3. Verweerder heeft zich op het standpunt gesteld dat bij het doen van een onderzoek door de Inspectie SZW in het kader van artikel 10 Wet avv, geen sprake is van een handeling gericht op rechtsgevolg. Verweerder verbindt geen rechtsgevolgen aan het ingestelde onderzoek. Zo wordt er geen boete opgelegd en wordt er evenmin een andere sanctie of maatregel gesteld op het al dan niet naleven van de algemeen verbindend verklaarde bepalingen van de desbetreffende cao. Het onderzoek leidt, kortom, niet tot een gewijzigde juridische verhouding tussen verweerder en het onderzochte bedrijf.
4. Krachtens artikel 1:3, eerste lid, van de Awb wordt onder een besluit verstaan: een schriftelijke beslissing van een bestuursorgaan, inhoudende een publiekrechtelijke rechtshandeling. Onder rechtshandeling wordt verstaan een door een bestuursorgaan verrichte handeling die op rechtsgevolg is gericht.
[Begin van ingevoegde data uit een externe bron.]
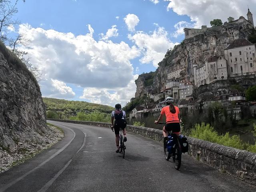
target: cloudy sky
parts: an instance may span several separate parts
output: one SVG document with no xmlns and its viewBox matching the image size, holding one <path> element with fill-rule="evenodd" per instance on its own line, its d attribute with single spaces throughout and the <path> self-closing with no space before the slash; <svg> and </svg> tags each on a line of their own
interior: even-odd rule
<svg viewBox="0 0 256 192">
<path fill-rule="evenodd" d="M 124 105 L 184 27 L 246 17 L 247 5 L 256 16 L 255 0 L 26 0 L 16 32 L 31 40 L 25 49 L 44 74 L 43 96 Z"/>
</svg>

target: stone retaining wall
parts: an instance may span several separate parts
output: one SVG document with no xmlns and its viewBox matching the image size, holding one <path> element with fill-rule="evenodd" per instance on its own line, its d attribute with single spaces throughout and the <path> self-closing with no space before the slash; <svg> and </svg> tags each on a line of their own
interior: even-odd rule
<svg viewBox="0 0 256 192">
<path fill-rule="evenodd" d="M 108 123 L 47 119 L 109 128 L 111 126 Z M 133 125 L 128 125 L 126 130 L 157 141 L 162 142 L 163 140 L 161 130 Z M 212 167 L 256 185 L 256 154 L 186 137 L 189 144 L 188 154 L 190 156 Z"/>
</svg>

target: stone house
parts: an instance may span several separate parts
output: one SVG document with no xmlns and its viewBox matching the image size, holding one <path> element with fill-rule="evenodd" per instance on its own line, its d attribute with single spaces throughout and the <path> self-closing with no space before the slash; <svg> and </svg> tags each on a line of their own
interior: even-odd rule
<svg viewBox="0 0 256 192">
<path fill-rule="evenodd" d="M 242 102 L 243 103 L 246 100 L 245 95 L 244 93 L 237 89 L 230 90 L 228 100 L 231 102 L 235 101 L 239 103 Z"/>
<path fill-rule="evenodd" d="M 228 79 L 227 61 L 223 56 L 214 56 L 208 58 L 204 65 L 194 64 L 195 86 L 209 84 L 215 81 Z"/>
<path fill-rule="evenodd" d="M 137 106 L 135 108 L 132 110 L 130 113 L 130 119 L 131 120 L 132 118 L 136 117 L 136 114 L 138 111 L 143 110 L 145 106 Z"/>
<path fill-rule="evenodd" d="M 190 96 L 193 93 L 193 85 L 191 82 L 183 80 L 180 82 L 179 86 L 179 95 L 180 99 L 188 99 L 188 96 Z"/>
<path fill-rule="evenodd" d="M 255 74 L 255 46 L 245 39 L 235 40 L 224 50 L 230 77 Z"/>
<path fill-rule="evenodd" d="M 226 26 L 228 25 L 236 24 L 238 26 L 239 30 L 242 28 L 244 28 L 248 26 L 250 26 L 252 28 L 254 28 L 252 14 L 250 11 L 249 8 L 248 8 L 247 16 L 247 19 L 246 19 L 243 16 L 240 16 L 238 19 L 234 20 L 230 23 L 225 22 L 222 26 L 225 27 Z M 216 28 L 218 28 L 218 27 L 219 26 L 207 28 L 206 25 L 202 25 L 201 29 L 185 28 L 184 29 L 184 33 L 185 33 L 185 38 L 186 39 L 194 37 L 196 35 L 203 33 L 207 30 L 216 29 Z"/>
<path fill-rule="evenodd" d="M 167 74 L 167 79 L 171 79 L 172 78 L 176 78 L 180 77 L 180 73 L 181 71 L 181 69 L 178 69 L 176 71 L 173 71 L 171 73 Z"/>
</svg>

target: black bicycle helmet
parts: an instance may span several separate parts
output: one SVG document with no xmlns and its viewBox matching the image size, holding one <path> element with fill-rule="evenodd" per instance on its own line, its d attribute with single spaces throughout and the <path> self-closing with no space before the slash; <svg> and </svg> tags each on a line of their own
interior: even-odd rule
<svg viewBox="0 0 256 192">
<path fill-rule="evenodd" d="M 116 108 L 116 109 L 121 109 L 121 108 L 122 107 L 120 104 L 116 104 L 116 105 L 115 105 L 115 108 Z"/>
</svg>

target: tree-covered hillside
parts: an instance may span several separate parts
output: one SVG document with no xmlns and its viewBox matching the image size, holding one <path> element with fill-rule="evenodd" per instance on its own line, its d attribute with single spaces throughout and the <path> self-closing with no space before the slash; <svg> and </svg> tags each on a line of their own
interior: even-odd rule
<svg viewBox="0 0 256 192">
<path fill-rule="evenodd" d="M 98 110 L 101 112 L 109 113 L 114 108 L 107 105 L 96 104 L 84 101 L 68 101 L 64 99 L 43 98 L 46 111 L 64 111 L 92 112 Z"/>
</svg>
Van rechtsgevolg is sprake indien er een verandering optreedt in de bestaande rechten of verplichtingen van een of meer rechtssubjecten of wanneer verandering optreedt in de juridische status van een persoon of object of wanneer een rechtssubject in het leven wordt geroepen dan wel wanneer het bestaan van zekere rechten, verplichtingen, bevoegdheden of status bindend wordt vastgesteld.
De rechtbank overweegt dat noch de instemming van verweerder met het doen verrichten van onderzoek noch de opdracht tot het instellen van het onderzoek als zodanig aangemerkt kunnen worden als besluiten in de zin van artikel 1:3 van de Awb. Als gevolg van deze beslissingen worden immers geen rechten, plichten en bevoegdheden gecreëerd of teniet gedaan. Het betreft in beide gevallen feitelijke handelingen die niet zijn gericht op publiekrechtelijk rechtsgevolg.
5. Het beroep is ongegrond.
6. Voor een proceskostenveroordeling bestaat geen aanleiding.

Beslissing

De rechtbank verklaart het beroep ongegrond.
Deze uitspraak is gedaan door mr. D.G.J. Dop, rechter, in aanwezigheid van mr. B.M. van der Meide, griffier. De beslissing is in het openbaar uitgesproken op 21 oktober 2015.
griffier rechter
Afschrift verzonden aan partijen op:

Rechtsmiddel

Tegen deze uitspraak kan binnen zes weken na de dag van verzending daarvan hoger beroep worden ingesteld bij de Afdeling bestuursrechtspraak van de Raad van State.de Centrale Raad van Beroep. Als hoger beroep is ingesteld, kan bij de voorzieningenrechter van de hogerberoepsrechter worden verzocht om het treffen van een voorlopige voorziening of om het opheffen of wijzigen van een bij deze uitspraak getroffen voorlopige voorziening.